Jens zu MEWITHOUTYOU:
Man weiß es zwar, aber trotzdem fällt man immer wieder drauf rein, wenn man in der Fabrik feststellt, dass die erste Band hier tatsächlich mit dem offiziellen Konzertbeginn anfängt. Meist ist das auch gar nicht schlimm, aber was den Support von SPARTA anging, hätte es sich durchaus gelohnt, pünktlich da zu sein. MEWITHOUTYOU klingen namenstechnisch ja wie die Emo-Band schlechthin, tatsächlich mischten sie jedoch…Ja, was eigentlich? Indie war auf jeden Fall eine der Zutaten, NORTH OF AMERICA dürfte der Band aus Pennsylvania sicherlich auch nicht ganz unbekannt sein, und TRAIL OF DEAD könnte man hier auch als Referenz nennen, zumindest die älteren Sachen gerade was den Ideenreichtum der fünf Vagabunden angeht. Der Sänger wechselte zirka fünf Instrumente in zwei Minuten, von Schellenkranz, über Akustikklampfe bis Akkordeon war eigentlich alles dabei. Meine Recherchen ergaben, dass MEWITHOUTYOU bei Tooth And Nail zu Hause sind, mit FRODUS teilen sie sich jedoch nicht nur das Label. Schön zu sehen, dass die musikalische Qualität auch seitens des Publikums ordentlich honoriert wurde. Die geforderte Zugabe scheiterte letztlich wohl nur am strikten Zeitplan der Fabrik.

Steffen zu SPARTA:
Dem ich zu verdanken hatte, nur noch das letzte Viertel von SPARTA mitzubekommen. Was mir aber auch reichte. Doch bevor ich jetzt in die übliche AT THE DRIVE IN-Nostalgie verfalle, war es erstmal wieder schön, den Altersdurchschnitt nach unten statt nach oben zu drücken (Inhaber der Quaterlife-Crises bzw. Mid-Twentys-Depression).

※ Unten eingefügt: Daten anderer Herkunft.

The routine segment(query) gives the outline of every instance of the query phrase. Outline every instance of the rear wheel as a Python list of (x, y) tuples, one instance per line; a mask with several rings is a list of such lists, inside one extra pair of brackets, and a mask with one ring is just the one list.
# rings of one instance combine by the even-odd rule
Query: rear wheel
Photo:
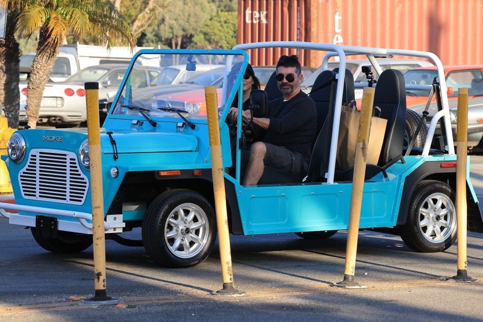
[(37, 244), (46, 251), (52, 253), (79, 253), (92, 245), (91, 235), (59, 231), (57, 238), (50, 238), (39, 235), (34, 227), (31, 227), (30, 230)]
[(416, 252), (436, 253), (456, 239), (456, 195), (448, 185), (423, 180), (416, 187), (406, 223), (399, 227), (405, 243)]
[(148, 254), (168, 267), (187, 267), (204, 261), (216, 237), (215, 212), (201, 194), (173, 189), (151, 203), (142, 224)]
[(332, 237), (337, 232), (337, 230), (321, 230), (320, 231), (306, 231), (305, 232), (296, 232), (299, 237), (307, 239), (325, 239)]
[[(409, 142), (411, 141), (412, 138), (414, 136), (421, 120), (421, 116), (417, 112), (413, 110), (406, 110), (406, 125), (404, 130), (404, 143), (403, 144), (404, 146), (409, 145)], [(426, 122), (425, 122), (423, 123), (416, 136), (413, 147), (423, 147), (426, 141), (427, 135), (428, 127), (426, 126)]]

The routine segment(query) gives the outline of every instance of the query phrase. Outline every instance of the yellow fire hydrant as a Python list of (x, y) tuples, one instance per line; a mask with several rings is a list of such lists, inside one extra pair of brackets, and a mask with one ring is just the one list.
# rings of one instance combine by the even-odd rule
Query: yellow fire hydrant
[[(16, 131), (9, 127), (9, 123), (5, 116), (0, 115), (0, 154), (7, 154), (7, 144), (12, 134)], [(13, 192), (10, 183), (9, 171), (3, 160), (0, 160), (0, 193)]]

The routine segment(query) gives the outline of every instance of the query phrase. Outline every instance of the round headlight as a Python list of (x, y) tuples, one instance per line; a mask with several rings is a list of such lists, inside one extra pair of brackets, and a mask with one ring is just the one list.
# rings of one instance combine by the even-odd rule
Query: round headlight
[(80, 144), (79, 148), (79, 160), (83, 167), (87, 170), (89, 169), (91, 167), (91, 158), (89, 157), (89, 142), (87, 140)]
[(25, 156), (25, 140), (19, 133), (15, 133), (7, 144), (7, 152), (10, 159), (16, 163), (20, 163)]

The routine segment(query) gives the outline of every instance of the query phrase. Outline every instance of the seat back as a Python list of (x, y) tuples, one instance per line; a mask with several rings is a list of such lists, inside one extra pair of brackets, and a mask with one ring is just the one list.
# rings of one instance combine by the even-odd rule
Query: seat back
[(269, 102), (283, 96), (280, 89), (278, 88), (277, 79), (275, 79), (275, 75), (276, 74), (276, 70), (272, 73), (270, 77), (267, 82), (267, 85), (265, 85), (265, 90), (264, 90), (267, 93), (267, 98), (268, 99)]
[[(312, 155), (307, 171), (308, 181), (321, 181), (329, 162), (331, 138), (334, 119), (333, 109), (336, 98), (337, 83), (335, 75), (339, 68), (334, 71), (325, 70), (317, 77), (309, 96), (315, 102), (317, 108), (318, 134), (313, 144)], [(354, 76), (350, 70), (346, 69), (342, 103), (354, 99)], [(319, 90), (318, 89), (320, 89)]]
[(387, 120), (377, 165), (383, 167), (403, 153), (406, 124), (406, 93), (404, 76), (396, 69), (386, 69), (377, 80), (374, 106), (381, 109), (380, 117)]

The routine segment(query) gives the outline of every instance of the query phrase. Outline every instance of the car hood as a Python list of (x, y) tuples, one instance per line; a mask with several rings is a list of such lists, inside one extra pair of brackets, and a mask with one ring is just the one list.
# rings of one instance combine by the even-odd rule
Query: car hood
[[(152, 153), (191, 152), (198, 148), (198, 139), (194, 135), (184, 133), (113, 132), (118, 153)], [(101, 133), (101, 143), (104, 153), (112, 151), (111, 138), (105, 132)]]

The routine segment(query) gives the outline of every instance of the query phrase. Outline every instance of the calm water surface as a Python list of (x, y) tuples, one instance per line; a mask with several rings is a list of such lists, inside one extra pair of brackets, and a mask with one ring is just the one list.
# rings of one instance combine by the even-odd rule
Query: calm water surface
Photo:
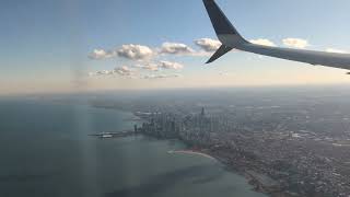
[(264, 197), (246, 179), (199, 155), (168, 154), (178, 141), (100, 140), (132, 128), (131, 113), (0, 101), (1, 197)]

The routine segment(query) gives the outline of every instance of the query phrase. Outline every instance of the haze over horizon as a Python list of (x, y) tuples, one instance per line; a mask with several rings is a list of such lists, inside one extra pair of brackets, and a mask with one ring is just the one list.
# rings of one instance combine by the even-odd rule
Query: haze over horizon
[[(350, 51), (349, 1), (217, 2), (253, 43)], [(0, 94), (350, 82), (346, 70), (240, 51), (205, 66), (220, 43), (201, 0), (8, 0), (0, 20)]]

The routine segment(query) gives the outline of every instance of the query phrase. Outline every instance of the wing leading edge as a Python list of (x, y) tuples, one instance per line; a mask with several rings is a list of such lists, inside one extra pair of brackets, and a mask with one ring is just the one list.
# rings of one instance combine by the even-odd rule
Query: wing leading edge
[(270, 56), (280, 59), (306, 62), (314, 66), (319, 65), (350, 70), (349, 54), (280, 48), (249, 43), (246, 39), (244, 39), (243, 36), (240, 35), (240, 33), (231, 24), (231, 22), (221, 11), (221, 9), (214, 0), (203, 0), (203, 3), (210, 16), (211, 23), (215, 30), (218, 38), (222, 43), (222, 46), (207, 61), (207, 63), (214, 61), (215, 59), (220, 58), (231, 49), (236, 48), (240, 50), (254, 53), (262, 56)]

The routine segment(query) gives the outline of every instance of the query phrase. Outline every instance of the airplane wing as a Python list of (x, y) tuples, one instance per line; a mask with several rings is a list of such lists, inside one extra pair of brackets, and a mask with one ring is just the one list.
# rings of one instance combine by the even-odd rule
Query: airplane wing
[(350, 54), (314, 51), (256, 45), (244, 39), (231, 24), (214, 0), (203, 0), (211, 23), (222, 46), (207, 63), (214, 61), (233, 48), (287, 60), (350, 70)]

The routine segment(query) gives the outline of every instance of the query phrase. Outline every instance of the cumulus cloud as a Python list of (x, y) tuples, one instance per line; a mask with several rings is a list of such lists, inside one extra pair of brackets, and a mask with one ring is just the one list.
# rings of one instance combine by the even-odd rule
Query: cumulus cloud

Bei den MAD CADDIES am Vortag musst ich nämlich noch mit ansehen, wie pubertierende Menschen in Hurricane-Shirts auf die Bühne klettern, in die Hände klatschen, poserhaft das Publikum herwinken, um sich dann vorsichtig draufzulegen, yeah!
Okay, nun aber zu U2, äh SPARTA. Alles, was diese Band ausmacht, ist der AT THE DRIVE IN-Flair. Mit Jim Ward (Sänger/Gitarre) und Tony Hajjar (Schlagzeug) sind nur noch zwei ehemalige Mitglieder der Ausnahmeband dabei, nachdem Paul Hinojos die Fronten gewechselt hat, um zu den beiden kreativen Köpfen der Band zurückzukehren, die sich als THE MARS VOLTA in einem musikalischen LSD-Trip verirrt haben. Das, was SPARTA da gespielt haben, war allenfalls gute Nachtsautobahnfahrmusik, langweiliger Rock/Pop, nicht zuletzt verschuldet durch Jim Ward, der bis auf seine ja ganz coole Schreistimme original den Bono gemacht hat (Beleg auf Myspace: „Erase it again“, erschreckend!). Ich hab ja probiert, mich drauf einzulassen, aber da sprang kein Funken über. Im Gegensatz zu den beiden Altrockern, die in der Galerie Luftschlagzeug gespielt haben. Das von Jens und mir erwartete Schlagzeugsolo blieb leider aus. Hätte aber prima gepasst.
„Cut your ribbon“ als Zugabe war dann allerdings doch noch den Besuch Wert. Das ’n Kracher.